Developer of Kasiya Rutile Mine in Lilongwe, Soverign Metals, has projected the mine to generate a whopping $16 billion (about K18 trillion) revenue for an initial life of mine (LOM) of 25 years.
Pre-Feasibility Results (PFS) released on September 28 show that the mine is positioned to become the world’s largest rutile producer at 222 kilotonne per annum (kt/a) for an initial 25 years, but also potentially one of the world’s largest natural graphite producers outside of China at 244kt/a.
Rutile average price is projected at $1 484 per tonne while graphite average basket price is projected at $1 290 per tonne, with a cash operating cost of $404/t of product.
The statement said the results demonstrate that Kasiya is a globally significant project with potential to deliver a valuable long-term source of low-carbon dioxide products and generate substantial economic returns with a forecast average of $415 million (about K467.2 billion) per annum for the initial 25 years.
Reads the findings: “A detailed financial model and discounted cash flow [DCF] analysis has been prepared by the company in order to demonstrate the economic viability of the project.
Earlier applauded the company:
Mkandawire
“The DCF analysis demonstrated compelling economics of the prospective project, with an NPV [ungeared, after-tax, at an eight percent discount rate] of $1 605 million and an IRR [Internal Rate of Return] of 28 percent.”
Sovereign Metals managing director Dr Julian Stephens has said the PFS marks an important step towards unlocking a major source of two critical minerals required to decarbonise global supply chains and to achieve net-zero.
“Kasiya’s compelling economics demonstrate the potential for industry-leading returns, even against the backdrop of global cost inflation.

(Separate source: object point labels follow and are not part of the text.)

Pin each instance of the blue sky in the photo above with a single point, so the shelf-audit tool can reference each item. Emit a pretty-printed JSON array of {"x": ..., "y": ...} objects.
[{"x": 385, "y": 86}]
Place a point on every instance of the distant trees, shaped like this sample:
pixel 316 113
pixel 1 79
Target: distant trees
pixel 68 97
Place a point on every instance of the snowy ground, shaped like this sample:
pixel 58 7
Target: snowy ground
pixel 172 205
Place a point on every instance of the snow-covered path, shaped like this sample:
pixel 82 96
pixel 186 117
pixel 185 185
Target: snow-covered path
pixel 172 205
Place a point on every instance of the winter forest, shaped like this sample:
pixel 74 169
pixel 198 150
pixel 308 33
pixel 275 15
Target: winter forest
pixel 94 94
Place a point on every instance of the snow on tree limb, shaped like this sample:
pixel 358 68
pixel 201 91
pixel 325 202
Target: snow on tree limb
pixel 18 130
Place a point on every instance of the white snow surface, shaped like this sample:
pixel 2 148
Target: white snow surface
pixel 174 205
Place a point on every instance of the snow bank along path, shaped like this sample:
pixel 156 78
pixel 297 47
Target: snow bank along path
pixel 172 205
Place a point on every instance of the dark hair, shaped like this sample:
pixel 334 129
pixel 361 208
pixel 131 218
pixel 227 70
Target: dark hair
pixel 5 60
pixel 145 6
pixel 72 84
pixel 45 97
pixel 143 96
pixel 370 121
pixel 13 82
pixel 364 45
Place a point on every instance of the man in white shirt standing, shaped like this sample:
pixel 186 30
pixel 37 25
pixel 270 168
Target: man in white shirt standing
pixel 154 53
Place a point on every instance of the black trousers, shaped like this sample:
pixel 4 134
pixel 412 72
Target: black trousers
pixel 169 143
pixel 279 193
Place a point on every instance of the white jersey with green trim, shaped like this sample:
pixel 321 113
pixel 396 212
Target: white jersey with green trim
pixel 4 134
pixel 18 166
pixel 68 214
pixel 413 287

The company is looking forward to conducting an optimisation review in collaboration with new strategic investor, Rio Tinto and progressing to the Definitive Feasibility Study,” he said.
Sovereign Metals said Malawi Government has constituted an Inter-ministerial Project Development Committee to work alongside the company to assist in the permitting processes, but officials from the Ministry of Mining did not respond to our calls yesterday on the matter.
In July, Ministry of Mining Principal Secretary Joseph Mkandawire applauded the company for an investment by Rio Tinto, an Anglo-Australian company, which is injecting $40.4 million Australian dollar (about K29 billion) in the project, resulting in an initial 15 percent shareholding.
Meanwhile, geologist Grain Malunga has said government needs to create a conducive environment for the sector, as investment is intensive.
He said: “There is an ernomous potential which the sector can provide, in terms of revenue generation and infrastructure development. All this depends on how government and citizens motivate investors to invest in these ventures.
“Investment incentives are necessary because mining is highly capital intensive and money is borrowed on the open capital market and stock exchanges. These people who put in money in such businesses expect high returns on their investments. So, government should not be too greedy.”
Kasiya in Lilongwe is touted to have the largest rutile deposit in the world with 1.8 billion tonnes of indicated and inferred resource at 1.01 percent.